Nuestra economía sigue con un grave problema de déficit público; acabar con él es el principal objetivo declarado de la política presupuestaria de Montoro, que con éste ya lleva cinco consecutivos, sin mucho éxito, como puede comprobarse, al haber elevado el peso de la deuda pública, más allá del 100 % del PIB, a pesar de las muchas circunstancias de carácter internacional favorables que le han acompañado.

Pero es que la solución no está en reducir los impuestos, como pretenden. Baste decir que la menor presión fiscal en España, respecto a la media de sus socios europeos, origina una merma en los ingresos superior a los 50.000 millones anuales. Ahí es donde tenemos el problema. Montoro dejó claro en la presentación de los presupuestos que «los ingresos que tenemos, dan para lo que dan», pero ¿qué ha hecho para corregirlo?
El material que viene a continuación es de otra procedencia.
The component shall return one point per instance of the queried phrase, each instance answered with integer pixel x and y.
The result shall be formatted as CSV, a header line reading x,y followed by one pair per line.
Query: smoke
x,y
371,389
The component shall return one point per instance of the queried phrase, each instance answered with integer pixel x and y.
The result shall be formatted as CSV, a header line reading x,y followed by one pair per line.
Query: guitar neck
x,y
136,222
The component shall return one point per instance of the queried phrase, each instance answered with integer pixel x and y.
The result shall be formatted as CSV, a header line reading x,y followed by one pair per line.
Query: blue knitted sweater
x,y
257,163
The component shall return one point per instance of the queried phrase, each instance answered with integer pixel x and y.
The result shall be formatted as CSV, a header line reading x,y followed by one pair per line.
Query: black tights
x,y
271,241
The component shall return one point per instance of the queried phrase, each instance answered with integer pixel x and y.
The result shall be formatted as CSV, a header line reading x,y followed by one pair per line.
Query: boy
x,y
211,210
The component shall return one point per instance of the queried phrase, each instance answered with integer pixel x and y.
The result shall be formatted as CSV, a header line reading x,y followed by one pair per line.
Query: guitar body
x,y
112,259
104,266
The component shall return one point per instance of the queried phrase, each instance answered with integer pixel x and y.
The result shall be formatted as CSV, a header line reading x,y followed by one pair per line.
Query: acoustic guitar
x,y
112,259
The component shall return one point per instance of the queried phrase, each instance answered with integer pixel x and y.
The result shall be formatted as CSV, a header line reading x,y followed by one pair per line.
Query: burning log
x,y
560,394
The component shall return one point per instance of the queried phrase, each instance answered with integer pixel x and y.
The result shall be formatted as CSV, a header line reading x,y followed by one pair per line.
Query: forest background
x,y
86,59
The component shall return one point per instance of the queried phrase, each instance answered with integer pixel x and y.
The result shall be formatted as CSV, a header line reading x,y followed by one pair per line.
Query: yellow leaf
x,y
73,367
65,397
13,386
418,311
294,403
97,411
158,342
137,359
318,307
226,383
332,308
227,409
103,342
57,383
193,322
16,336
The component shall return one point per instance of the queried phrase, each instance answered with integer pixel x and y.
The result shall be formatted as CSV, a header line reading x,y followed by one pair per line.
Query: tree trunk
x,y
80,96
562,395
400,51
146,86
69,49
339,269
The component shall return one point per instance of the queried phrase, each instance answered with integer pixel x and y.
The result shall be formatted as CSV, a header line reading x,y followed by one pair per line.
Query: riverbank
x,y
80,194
Mientras no quiera solucionar esto, y no quiere, parece evidente que no hay más alternativa que seguir recortando gasto público. Para justificar la notable caída del gasto de inversión en los últimos años, dice que el presupuesto está pensado más en las personas que en el asfalto y el ladrillo, porque se supone que estos son unos presupuestos de marcado carácter social. Esto es lo que afirma en el Congreso de los Diputados, mientras que en la actualización del Programa de Estabilidad que ha remitido a la Comisión Europea, se compromete a reducir el porcentaje de gasto social año tras año, hasta 2020.

Y el gasto de inversión difícilmente puede estar en un nivel inferior, después de haberlo situado en el más bajo de los últimos años -en el entorno del 2% del PIB- de forma que ni tan siquiera llega a cubrir la depreciación del stock de capital. Esto sería menos relevante si no fuera porque las infraestructuras públicas son una fuente imprescindible para mejorar la deteriorada productividad de nuestra economía.

Puede usted seguir pasándoselo bien en los debates presupuestarios, señor Montoro, e intentar ridiculizar a sus adversarios parlamentarios, pero no va a conseguir que pensemos que estos presupuestos son los mejores posibles para la economía española y para contribuir a restaurar la calidad de vida de los ciudadanos.